Implement pagination on App Engine Datastore

6 Mar 2017

It's a bad idea to support jumping to an arbitrary page when using App Engine Datastore. In fact, it's a bad idea for any database.

For most databases, when we want to jump to, say, page 100 where each page contains 10 items. A database would compose a result of 1000 items and then jumps to the item 990. That's an O(n) operation.

For MySQL or Postgresql, the process happens in the database's process. For App Engine Datastore, the process happens on your machine. This is an intelligent guess about where the process occurs. I'm too lazy to verify it. Please let me know if I'm wrong. Therefore, it's worse for App Engine Datastore.

But if you decide that you want pagination anyway, read on…

As I mentioned previously, jumping to a specific offset requires Datastore to build the items until the offset.

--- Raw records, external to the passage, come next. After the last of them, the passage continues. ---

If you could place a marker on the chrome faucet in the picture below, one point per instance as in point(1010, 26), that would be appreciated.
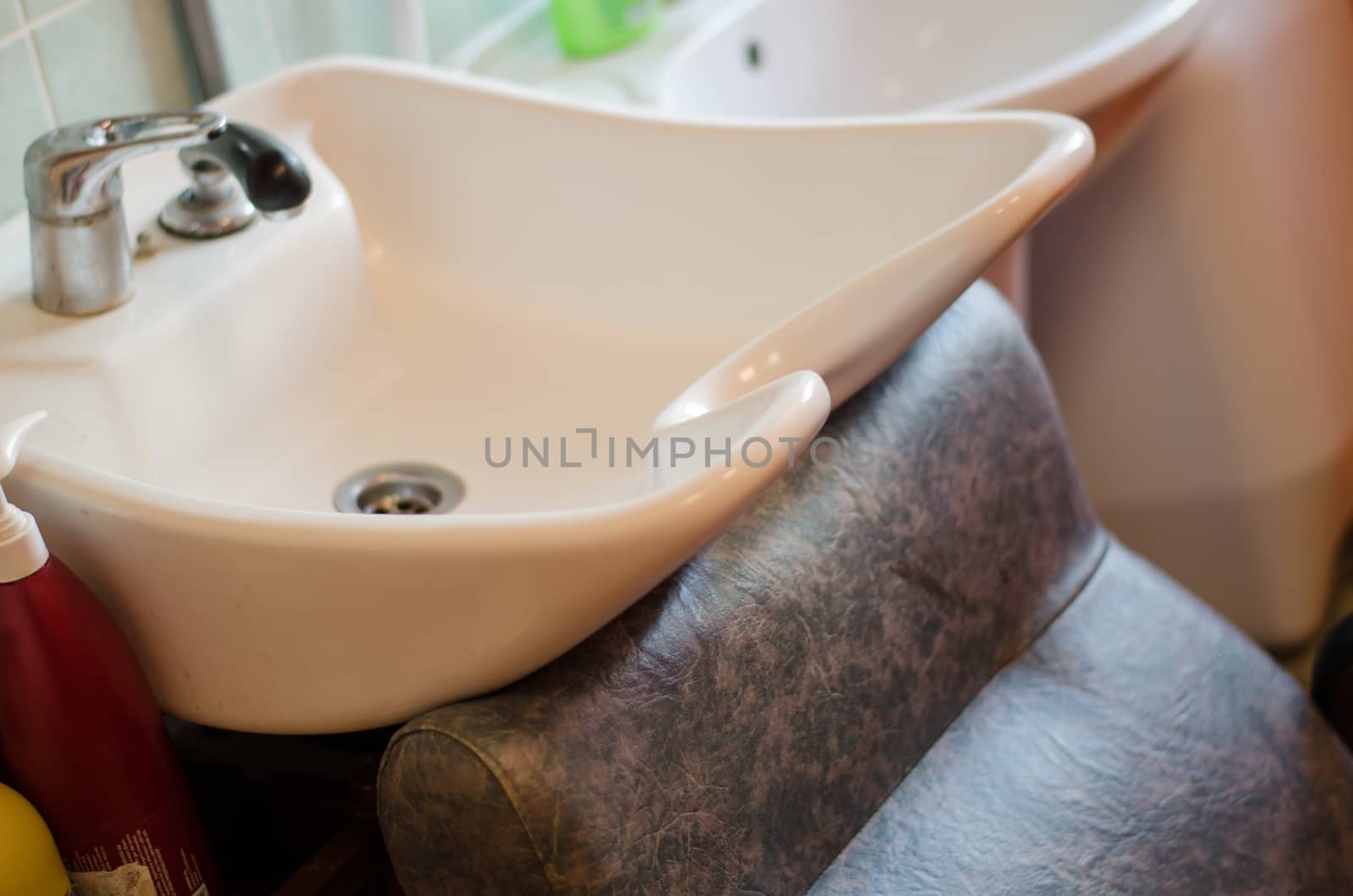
point(72, 178)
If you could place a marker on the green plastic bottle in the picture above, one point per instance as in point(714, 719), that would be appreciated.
point(593, 27)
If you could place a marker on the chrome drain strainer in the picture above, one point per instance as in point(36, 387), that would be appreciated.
point(405, 489)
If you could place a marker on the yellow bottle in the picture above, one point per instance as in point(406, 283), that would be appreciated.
point(29, 861)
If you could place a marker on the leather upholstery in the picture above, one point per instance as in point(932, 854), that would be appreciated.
point(890, 631)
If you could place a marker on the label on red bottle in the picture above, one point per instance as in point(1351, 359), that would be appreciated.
point(169, 864)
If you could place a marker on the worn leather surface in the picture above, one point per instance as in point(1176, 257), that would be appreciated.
point(1140, 746)
point(737, 729)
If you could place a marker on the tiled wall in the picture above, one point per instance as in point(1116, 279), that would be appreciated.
point(69, 60)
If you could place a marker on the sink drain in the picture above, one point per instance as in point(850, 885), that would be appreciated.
point(401, 490)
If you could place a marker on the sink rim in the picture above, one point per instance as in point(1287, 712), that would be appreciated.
point(51, 468)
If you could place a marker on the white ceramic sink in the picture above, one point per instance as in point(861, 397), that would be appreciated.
point(802, 58)
point(477, 265)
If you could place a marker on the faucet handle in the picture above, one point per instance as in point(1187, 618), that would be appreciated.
point(236, 175)
point(72, 171)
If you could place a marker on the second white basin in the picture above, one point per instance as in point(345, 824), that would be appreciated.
point(797, 58)
point(807, 58)
point(475, 265)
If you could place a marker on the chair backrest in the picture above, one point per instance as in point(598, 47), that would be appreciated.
point(741, 724)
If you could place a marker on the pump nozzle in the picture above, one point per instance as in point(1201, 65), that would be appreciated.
point(22, 549)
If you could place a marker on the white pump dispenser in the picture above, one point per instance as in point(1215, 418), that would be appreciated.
point(22, 549)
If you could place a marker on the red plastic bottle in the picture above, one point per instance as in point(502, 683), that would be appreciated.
point(80, 731)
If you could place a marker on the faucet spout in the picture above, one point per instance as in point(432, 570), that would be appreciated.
point(81, 258)
point(72, 179)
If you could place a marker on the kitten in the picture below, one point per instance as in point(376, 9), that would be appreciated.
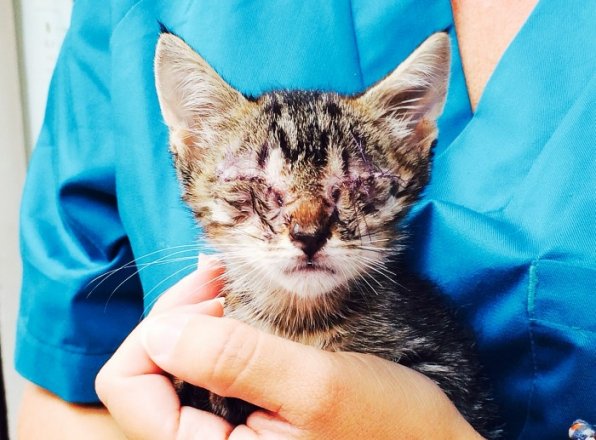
point(302, 193)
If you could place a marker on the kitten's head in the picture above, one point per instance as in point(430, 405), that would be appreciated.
point(301, 191)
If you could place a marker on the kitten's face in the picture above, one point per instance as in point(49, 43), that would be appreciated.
point(301, 191)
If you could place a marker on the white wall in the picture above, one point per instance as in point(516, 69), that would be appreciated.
point(31, 32)
point(43, 25)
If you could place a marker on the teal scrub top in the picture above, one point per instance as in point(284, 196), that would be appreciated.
point(506, 226)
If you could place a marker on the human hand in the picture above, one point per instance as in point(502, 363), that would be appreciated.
point(306, 393)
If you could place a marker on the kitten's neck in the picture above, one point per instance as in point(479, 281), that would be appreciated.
point(320, 321)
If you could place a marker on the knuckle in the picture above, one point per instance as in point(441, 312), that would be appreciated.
point(233, 356)
point(327, 391)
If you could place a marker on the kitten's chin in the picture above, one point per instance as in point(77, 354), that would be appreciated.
point(309, 280)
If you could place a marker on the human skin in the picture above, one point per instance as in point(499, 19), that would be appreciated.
point(307, 393)
point(484, 30)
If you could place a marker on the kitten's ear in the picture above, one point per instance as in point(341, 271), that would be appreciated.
point(195, 101)
point(411, 98)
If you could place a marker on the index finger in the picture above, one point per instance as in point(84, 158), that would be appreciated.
point(233, 359)
point(143, 400)
point(204, 283)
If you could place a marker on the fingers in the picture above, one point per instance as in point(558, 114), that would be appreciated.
point(232, 359)
point(204, 283)
point(140, 398)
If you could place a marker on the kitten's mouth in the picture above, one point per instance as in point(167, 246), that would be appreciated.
point(309, 267)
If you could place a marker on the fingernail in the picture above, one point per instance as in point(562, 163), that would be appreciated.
point(208, 260)
point(161, 334)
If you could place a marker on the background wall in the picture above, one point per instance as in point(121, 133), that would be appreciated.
point(31, 32)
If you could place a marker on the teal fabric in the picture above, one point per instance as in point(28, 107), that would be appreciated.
point(506, 226)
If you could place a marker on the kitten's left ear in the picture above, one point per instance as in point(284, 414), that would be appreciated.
point(411, 98)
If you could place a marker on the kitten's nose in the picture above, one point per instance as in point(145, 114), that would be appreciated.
point(310, 243)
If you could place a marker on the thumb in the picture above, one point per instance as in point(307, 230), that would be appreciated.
point(233, 359)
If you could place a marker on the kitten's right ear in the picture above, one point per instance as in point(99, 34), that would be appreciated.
point(195, 101)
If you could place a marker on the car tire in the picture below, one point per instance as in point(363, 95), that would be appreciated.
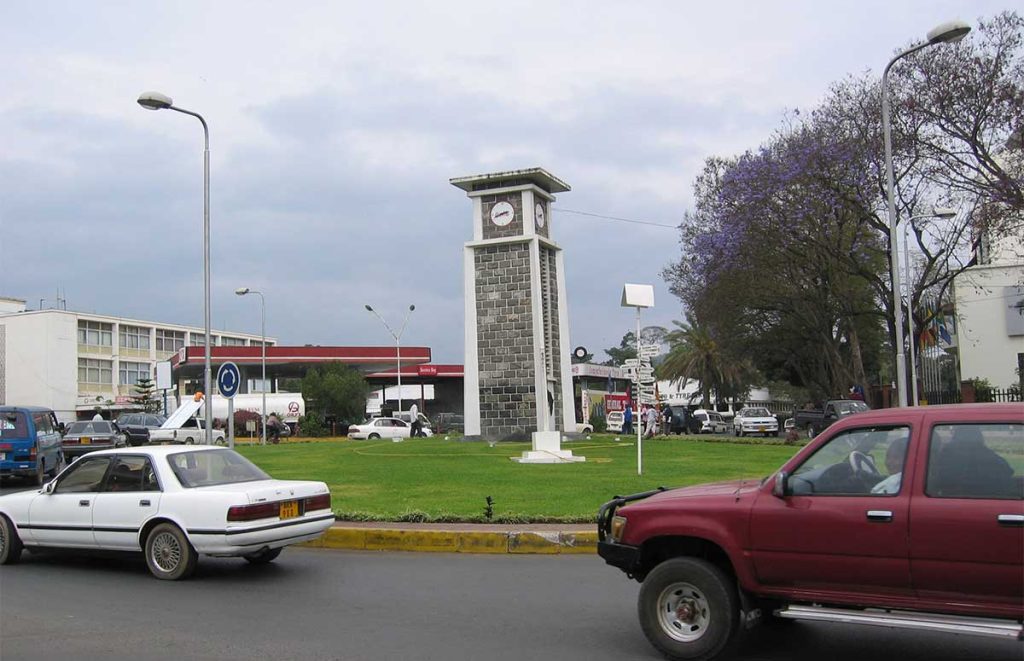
point(10, 543)
point(262, 558)
point(168, 553)
point(689, 609)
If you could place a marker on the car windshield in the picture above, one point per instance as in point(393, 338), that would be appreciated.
point(209, 468)
point(13, 425)
point(92, 427)
point(846, 408)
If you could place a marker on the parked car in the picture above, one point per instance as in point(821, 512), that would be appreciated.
point(88, 436)
point(30, 443)
point(755, 420)
point(448, 423)
point(190, 431)
point(136, 426)
point(614, 420)
point(171, 503)
point(814, 421)
point(383, 428)
point(907, 518)
point(709, 422)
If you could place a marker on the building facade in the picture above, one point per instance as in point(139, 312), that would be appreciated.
point(75, 362)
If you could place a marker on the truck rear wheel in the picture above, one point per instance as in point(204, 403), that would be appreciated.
point(689, 609)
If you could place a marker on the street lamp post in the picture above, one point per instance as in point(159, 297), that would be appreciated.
point(242, 291)
point(158, 101)
point(937, 212)
point(947, 32)
point(397, 344)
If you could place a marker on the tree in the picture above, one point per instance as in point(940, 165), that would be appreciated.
point(627, 348)
point(145, 396)
point(335, 391)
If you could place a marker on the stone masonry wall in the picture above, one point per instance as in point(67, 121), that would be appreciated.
point(504, 341)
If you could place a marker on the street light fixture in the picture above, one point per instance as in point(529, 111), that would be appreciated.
point(243, 291)
point(158, 101)
point(397, 344)
point(945, 33)
point(937, 212)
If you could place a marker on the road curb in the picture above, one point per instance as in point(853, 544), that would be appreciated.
point(457, 541)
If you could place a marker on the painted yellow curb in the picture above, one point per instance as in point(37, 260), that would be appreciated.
point(456, 541)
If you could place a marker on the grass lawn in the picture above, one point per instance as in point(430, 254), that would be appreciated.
point(437, 480)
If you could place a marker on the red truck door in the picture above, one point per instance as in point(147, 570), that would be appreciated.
point(834, 534)
point(967, 528)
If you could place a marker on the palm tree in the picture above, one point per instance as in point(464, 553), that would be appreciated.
point(694, 353)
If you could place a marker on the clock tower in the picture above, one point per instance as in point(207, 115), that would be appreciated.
point(517, 356)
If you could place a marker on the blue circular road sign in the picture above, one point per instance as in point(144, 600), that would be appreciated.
point(228, 380)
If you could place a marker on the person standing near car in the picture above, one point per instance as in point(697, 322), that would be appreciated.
point(414, 420)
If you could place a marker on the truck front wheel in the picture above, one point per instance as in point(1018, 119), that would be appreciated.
point(689, 609)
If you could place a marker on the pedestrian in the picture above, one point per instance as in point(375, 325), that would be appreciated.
point(651, 423)
point(414, 417)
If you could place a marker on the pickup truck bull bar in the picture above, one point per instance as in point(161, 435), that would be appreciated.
point(607, 510)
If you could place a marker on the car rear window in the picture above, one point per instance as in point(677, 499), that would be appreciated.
point(13, 425)
point(209, 468)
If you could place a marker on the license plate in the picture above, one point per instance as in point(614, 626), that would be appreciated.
point(289, 509)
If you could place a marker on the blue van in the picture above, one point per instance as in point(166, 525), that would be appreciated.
point(30, 443)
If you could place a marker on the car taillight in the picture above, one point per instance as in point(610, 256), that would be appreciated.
point(254, 512)
point(323, 501)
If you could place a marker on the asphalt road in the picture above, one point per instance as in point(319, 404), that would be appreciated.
point(317, 604)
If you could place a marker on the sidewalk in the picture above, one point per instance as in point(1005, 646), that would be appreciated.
point(461, 538)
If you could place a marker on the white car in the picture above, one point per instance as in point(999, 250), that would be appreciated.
point(710, 422)
point(755, 420)
point(192, 431)
point(383, 428)
point(172, 503)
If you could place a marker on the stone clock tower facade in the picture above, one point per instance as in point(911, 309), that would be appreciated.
point(518, 379)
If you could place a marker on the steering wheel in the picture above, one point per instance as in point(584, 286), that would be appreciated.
point(863, 466)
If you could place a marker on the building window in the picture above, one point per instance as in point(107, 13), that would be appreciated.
point(95, 334)
point(199, 339)
point(170, 341)
point(91, 370)
point(134, 338)
point(131, 372)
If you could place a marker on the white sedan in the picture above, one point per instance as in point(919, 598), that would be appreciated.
point(170, 502)
point(755, 420)
point(383, 428)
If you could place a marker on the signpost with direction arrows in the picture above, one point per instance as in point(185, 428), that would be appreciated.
point(228, 380)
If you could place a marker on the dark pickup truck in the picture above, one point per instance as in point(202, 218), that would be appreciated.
point(813, 422)
point(905, 518)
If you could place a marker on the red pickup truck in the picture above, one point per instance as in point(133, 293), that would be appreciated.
point(908, 518)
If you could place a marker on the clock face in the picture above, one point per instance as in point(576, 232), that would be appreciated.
point(502, 214)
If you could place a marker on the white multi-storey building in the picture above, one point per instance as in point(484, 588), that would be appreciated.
point(75, 362)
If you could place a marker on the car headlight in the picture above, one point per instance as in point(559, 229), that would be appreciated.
point(617, 528)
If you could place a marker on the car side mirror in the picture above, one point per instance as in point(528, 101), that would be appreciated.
point(781, 487)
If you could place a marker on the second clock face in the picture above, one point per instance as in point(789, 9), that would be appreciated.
point(502, 214)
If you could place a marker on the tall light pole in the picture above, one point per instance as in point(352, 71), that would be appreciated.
point(158, 101)
point(242, 291)
point(937, 212)
point(397, 344)
point(947, 32)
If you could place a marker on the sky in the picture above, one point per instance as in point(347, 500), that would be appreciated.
point(336, 126)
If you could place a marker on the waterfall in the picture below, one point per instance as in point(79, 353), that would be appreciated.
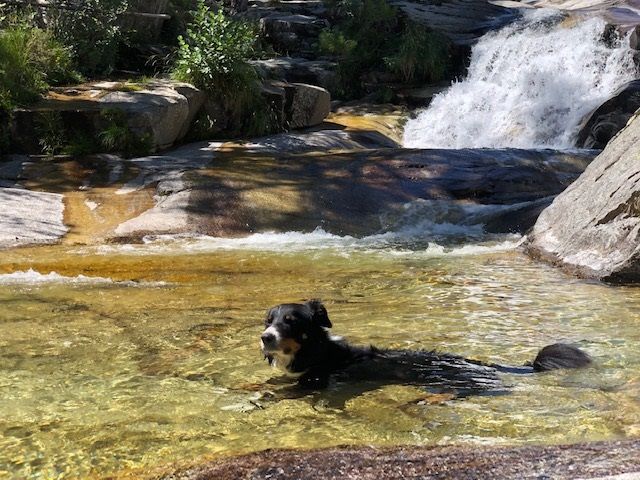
point(529, 85)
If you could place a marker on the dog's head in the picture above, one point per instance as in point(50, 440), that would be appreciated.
point(289, 328)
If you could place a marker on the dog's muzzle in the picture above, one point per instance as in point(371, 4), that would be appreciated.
point(270, 340)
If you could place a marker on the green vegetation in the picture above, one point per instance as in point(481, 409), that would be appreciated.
point(116, 136)
point(31, 60)
point(213, 55)
point(92, 31)
point(373, 39)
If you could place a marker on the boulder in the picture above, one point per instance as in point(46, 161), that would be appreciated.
point(462, 21)
point(613, 460)
point(298, 70)
point(298, 105)
point(604, 122)
point(28, 218)
point(356, 193)
point(593, 228)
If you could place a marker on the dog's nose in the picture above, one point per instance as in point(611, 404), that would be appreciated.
point(268, 338)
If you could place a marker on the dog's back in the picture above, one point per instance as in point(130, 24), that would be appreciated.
point(296, 339)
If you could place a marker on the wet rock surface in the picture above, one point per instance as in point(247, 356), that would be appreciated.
point(348, 182)
point(30, 217)
point(581, 461)
point(463, 21)
point(593, 228)
point(160, 110)
point(611, 117)
point(352, 193)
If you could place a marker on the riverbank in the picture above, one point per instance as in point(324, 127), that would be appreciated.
point(598, 460)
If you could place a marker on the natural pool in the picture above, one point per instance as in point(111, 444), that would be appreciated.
point(155, 363)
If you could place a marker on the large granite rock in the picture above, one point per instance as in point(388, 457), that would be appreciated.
point(619, 460)
point(356, 193)
point(593, 228)
point(160, 110)
point(462, 21)
point(609, 118)
point(30, 217)
point(298, 105)
point(298, 70)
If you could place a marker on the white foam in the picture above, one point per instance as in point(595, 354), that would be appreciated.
point(33, 277)
point(529, 85)
point(432, 228)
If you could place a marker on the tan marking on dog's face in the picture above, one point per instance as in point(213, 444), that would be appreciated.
point(289, 346)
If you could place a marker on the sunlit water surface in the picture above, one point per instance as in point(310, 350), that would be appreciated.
point(156, 363)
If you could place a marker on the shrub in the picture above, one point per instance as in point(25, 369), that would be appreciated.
point(372, 36)
point(213, 55)
point(420, 55)
point(116, 136)
point(31, 60)
point(92, 30)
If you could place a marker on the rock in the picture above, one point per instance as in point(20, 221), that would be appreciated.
point(161, 109)
point(609, 118)
point(593, 228)
point(462, 21)
point(298, 70)
point(289, 32)
point(355, 193)
point(584, 460)
point(309, 105)
point(320, 141)
point(28, 218)
point(634, 38)
point(298, 105)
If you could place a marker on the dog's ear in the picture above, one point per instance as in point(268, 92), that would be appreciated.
point(320, 315)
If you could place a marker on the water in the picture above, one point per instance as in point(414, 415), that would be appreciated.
point(131, 360)
point(529, 85)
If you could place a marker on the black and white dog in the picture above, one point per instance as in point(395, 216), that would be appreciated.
point(296, 340)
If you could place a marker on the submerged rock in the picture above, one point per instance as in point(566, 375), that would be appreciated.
point(585, 461)
point(353, 193)
point(593, 228)
point(610, 117)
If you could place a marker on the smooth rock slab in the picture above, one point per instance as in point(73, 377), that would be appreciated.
point(593, 228)
point(357, 193)
point(581, 461)
point(28, 217)
point(160, 109)
point(610, 117)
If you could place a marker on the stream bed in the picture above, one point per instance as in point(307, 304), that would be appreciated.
point(129, 360)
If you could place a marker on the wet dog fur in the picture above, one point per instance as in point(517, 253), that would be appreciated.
point(296, 340)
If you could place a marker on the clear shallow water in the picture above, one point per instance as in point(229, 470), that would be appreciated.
point(156, 363)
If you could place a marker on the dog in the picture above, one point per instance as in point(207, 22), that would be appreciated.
point(296, 339)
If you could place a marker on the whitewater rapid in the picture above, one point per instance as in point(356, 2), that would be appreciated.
point(529, 85)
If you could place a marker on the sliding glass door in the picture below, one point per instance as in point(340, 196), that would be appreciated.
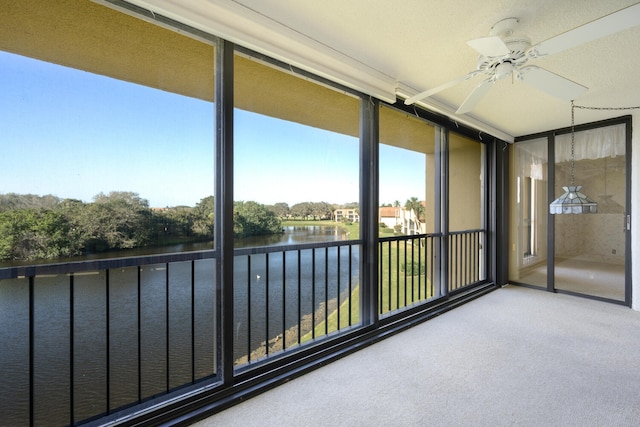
point(589, 255)
point(584, 254)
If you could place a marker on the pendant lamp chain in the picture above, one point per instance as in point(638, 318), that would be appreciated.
point(573, 142)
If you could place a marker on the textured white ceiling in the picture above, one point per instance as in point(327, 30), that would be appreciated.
point(422, 43)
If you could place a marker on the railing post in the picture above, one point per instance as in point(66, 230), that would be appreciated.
point(223, 232)
point(369, 210)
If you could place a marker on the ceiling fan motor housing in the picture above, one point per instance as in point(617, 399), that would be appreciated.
point(502, 66)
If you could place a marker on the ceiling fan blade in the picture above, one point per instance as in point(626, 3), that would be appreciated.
point(551, 83)
point(475, 96)
point(433, 91)
point(609, 24)
point(489, 47)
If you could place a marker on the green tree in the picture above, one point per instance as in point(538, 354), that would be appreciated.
point(254, 219)
point(301, 210)
point(203, 217)
point(281, 209)
point(119, 220)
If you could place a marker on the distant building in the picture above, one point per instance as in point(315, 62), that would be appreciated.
point(344, 214)
point(389, 216)
point(399, 216)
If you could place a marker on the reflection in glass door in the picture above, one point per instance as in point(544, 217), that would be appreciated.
point(590, 248)
point(583, 254)
point(528, 225)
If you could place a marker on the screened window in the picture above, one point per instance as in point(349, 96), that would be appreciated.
point(296, 183)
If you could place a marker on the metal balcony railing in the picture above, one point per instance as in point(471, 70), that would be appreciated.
point(286, 296)
point(82, 340)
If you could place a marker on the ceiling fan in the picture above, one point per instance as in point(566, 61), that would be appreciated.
point(503, 54)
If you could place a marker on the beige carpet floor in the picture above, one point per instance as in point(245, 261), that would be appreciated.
point(514, 357)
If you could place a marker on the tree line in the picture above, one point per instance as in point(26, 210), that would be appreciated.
point(47, 227)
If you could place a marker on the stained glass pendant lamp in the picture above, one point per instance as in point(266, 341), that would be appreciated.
point(573, 201)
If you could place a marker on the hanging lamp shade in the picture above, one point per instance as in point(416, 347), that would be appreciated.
point(573, 202)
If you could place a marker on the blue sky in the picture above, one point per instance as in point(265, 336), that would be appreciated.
point(74, 134)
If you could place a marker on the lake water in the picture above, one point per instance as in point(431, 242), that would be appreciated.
point(163, 309)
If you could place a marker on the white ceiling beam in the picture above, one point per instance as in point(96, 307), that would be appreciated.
point(248, 28)
point(405, 91)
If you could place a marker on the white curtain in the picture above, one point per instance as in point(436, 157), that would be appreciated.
point(530, 156)
point(592, 144)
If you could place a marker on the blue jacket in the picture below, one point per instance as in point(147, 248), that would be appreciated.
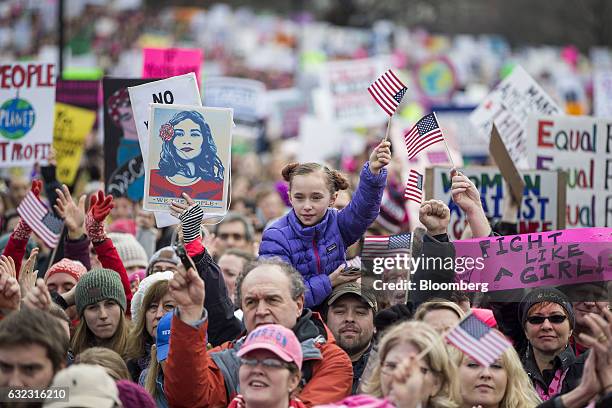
point(317, 251)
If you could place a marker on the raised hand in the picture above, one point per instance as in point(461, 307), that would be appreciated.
point(27, 274)
point(99, 208)
point(380, 157)
point(7, 266)
point(39, 297)
point(187, 289)
point(435, 216)
point(10, 294)
point(191, 215)
point(73, 214)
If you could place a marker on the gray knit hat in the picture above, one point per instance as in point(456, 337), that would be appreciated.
point(97, 285)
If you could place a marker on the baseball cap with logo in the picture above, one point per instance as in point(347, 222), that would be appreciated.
point(162, 342)
point(275, 338)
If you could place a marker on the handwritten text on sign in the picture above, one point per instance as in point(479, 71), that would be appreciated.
point(582, 146)
point(563, 257)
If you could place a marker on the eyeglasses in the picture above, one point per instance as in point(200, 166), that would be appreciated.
point(266, 362)
point(554, 319)
point(388, 367)
point(236, 237)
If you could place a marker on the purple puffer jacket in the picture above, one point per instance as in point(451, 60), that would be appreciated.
point(317, 251)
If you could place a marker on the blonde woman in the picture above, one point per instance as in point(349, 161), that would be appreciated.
point(504, 384)
point(101, 304)
point(107, 359)
point(397, 367)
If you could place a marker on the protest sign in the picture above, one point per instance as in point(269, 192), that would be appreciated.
point(182, 90)
point(72, 124)
point(553, 258)
point(189, 152)
point(245, 96)
point(123, 166)
point(27, 97)
point(509, 105)
point(602, 93)
point(582, 146)
point(169, 62)
point(345, 88)
point(541, 207)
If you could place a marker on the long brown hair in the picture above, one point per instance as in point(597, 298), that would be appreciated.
point(139, 335)
point(84, 338)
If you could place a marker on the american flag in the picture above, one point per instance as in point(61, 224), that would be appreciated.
point(378, 246)
point(425, 133)
point(414, 188)
point(388, 91)
point(42, 221)
point(477, 340)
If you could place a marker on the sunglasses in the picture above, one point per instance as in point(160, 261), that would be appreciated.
point(554, 319)
point(266, 362)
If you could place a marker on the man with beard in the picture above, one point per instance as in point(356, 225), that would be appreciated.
point(350, 317)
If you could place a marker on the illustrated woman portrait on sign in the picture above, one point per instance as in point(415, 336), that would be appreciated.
point(184, 154)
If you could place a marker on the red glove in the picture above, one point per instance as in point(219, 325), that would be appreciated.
point(22, 230)
point(99, 208)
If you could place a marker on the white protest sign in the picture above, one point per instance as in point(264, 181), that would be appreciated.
point(582, 146)
point(27, 112)
point(345, 86)
point(509, 105)
point(246, 96)
point(602, 93)
point(181, 89)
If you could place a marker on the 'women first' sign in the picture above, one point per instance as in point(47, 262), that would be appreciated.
point(27, 101)
point(189, 152)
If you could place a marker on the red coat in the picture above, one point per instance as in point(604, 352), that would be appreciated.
point(192, 379)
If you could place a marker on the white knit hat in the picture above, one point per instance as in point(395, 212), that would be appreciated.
point(144, 285)
point(129, 249)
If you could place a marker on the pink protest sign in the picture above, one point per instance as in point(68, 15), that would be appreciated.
point(169, 62)
point(551, 258)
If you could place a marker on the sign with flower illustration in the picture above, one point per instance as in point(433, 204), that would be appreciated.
point(189, 152)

The process happens on our machines (not Datastore server).

This means that Datastore returns the first 10 items with the cursor to fetch the next 10 items. Our code sees that we haven't reached the offset yet; our code fetch more items using the given cursor. This mechanism happens until we reach the wanted offset.

With this understanding, there are two things you can do:

  1. Increase the batch_size, so that we go back and forth fewer times. I believe the maximum batch_size is 1000.
  2. Fetch with keys_only=True, so that we don't receive full entities on every request. After we get the keys, we can query for full entities. This tactic is proven to be 10 times faster than paginating with keys_only=False. (Warning: the page takes around 30 seconds to load)].

One note: paginating with the zig-zag merge join algorithm is faster than paginating with exact index. It's super weird. After asking around within Google, the zig-zag merge join algorithm seems to operate in the new kind of index store. So, it's faster.

Happy paginating your site!